TSX rejig: Farewell Encana, hello Brookfield Property

- DIVYA BALJI and KEVIN ORLAND

TORONTO/CALGARY The time has come for Canadian index investors to say goodbye to Encana Corp., a stalwart of the nation’s energy sector with roots going back to the late 1800s.

On Friday, shares of the oil and gas company will be removed from the S&P/TSX Composite and S&P/TSX 60 indexes after it won investor approval to relocate to the U.S. and rebrand under the name Ovintiv. While Encana will leave a hole on the key stock gauge, Brookfield Property Partners LP will replace it on the large-cap index, according to a statement from S&P Dow Jones Indices.

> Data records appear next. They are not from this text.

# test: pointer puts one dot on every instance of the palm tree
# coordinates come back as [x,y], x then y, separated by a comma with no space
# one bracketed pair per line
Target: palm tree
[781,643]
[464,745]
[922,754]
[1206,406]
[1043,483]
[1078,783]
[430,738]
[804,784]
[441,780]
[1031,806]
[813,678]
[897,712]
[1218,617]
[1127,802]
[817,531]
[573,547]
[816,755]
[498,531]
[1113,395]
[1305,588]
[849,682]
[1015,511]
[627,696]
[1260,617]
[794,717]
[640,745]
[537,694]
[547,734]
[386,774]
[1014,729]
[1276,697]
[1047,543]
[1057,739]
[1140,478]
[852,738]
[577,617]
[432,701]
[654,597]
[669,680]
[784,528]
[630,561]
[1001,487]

“This could possibly be the largest index event for the Canadian market,” Bryan Chuah, an analyst at Canadian Imperial Bank of Commerce, said in a report. About 195 million Encana shares will need to be sold by Canadian indexers — valued at about $1.1. billion, he said, as its new U.S. domicile makes it ineligible for inclusion in Canada. Encana has about 1.3 billion shares outstandin­g, according to data compiled by Bloomberg.

Encana shares have been in a downward spiral for more than a decade. In 2009, the company spun out its oilsands assets into Cenovus Energy Inc. in a bid to unlock shareholde­r value and focus on natural gas. That didn’t work so well, as a glut of North American gas production has weighed on prices ever since.

Chief executive Doug Suttles, who took the reins in 2013, shifted the company away from gas production and into shale oil, especially in Texas’s Permian Basin. Its market value has tumbled about $63 billion to $6.7 billion since its 2008 peak.

In comes the real estate arm of Brookfield Asset Management Inc. Units of Brookfield Property, a global real estate company, have rallied almost 10 per cent this year to market value of $25.8 billion. Prior to this addition, the S&P/TSX 60 had zero representa­tion in the real estate sector.

Encana announced last year that it will move its head office from Calgary to Denver to allow access to larger pools of investment capital, including U.S. index funds and passively managed accounts.

It may be added to the S&P Midcap 400 Index in the U.S., generating demand for 90 million or more of the company’s shares, Randy Ollenberge­r, an analyst at Bank of Montreal, said in a note last week.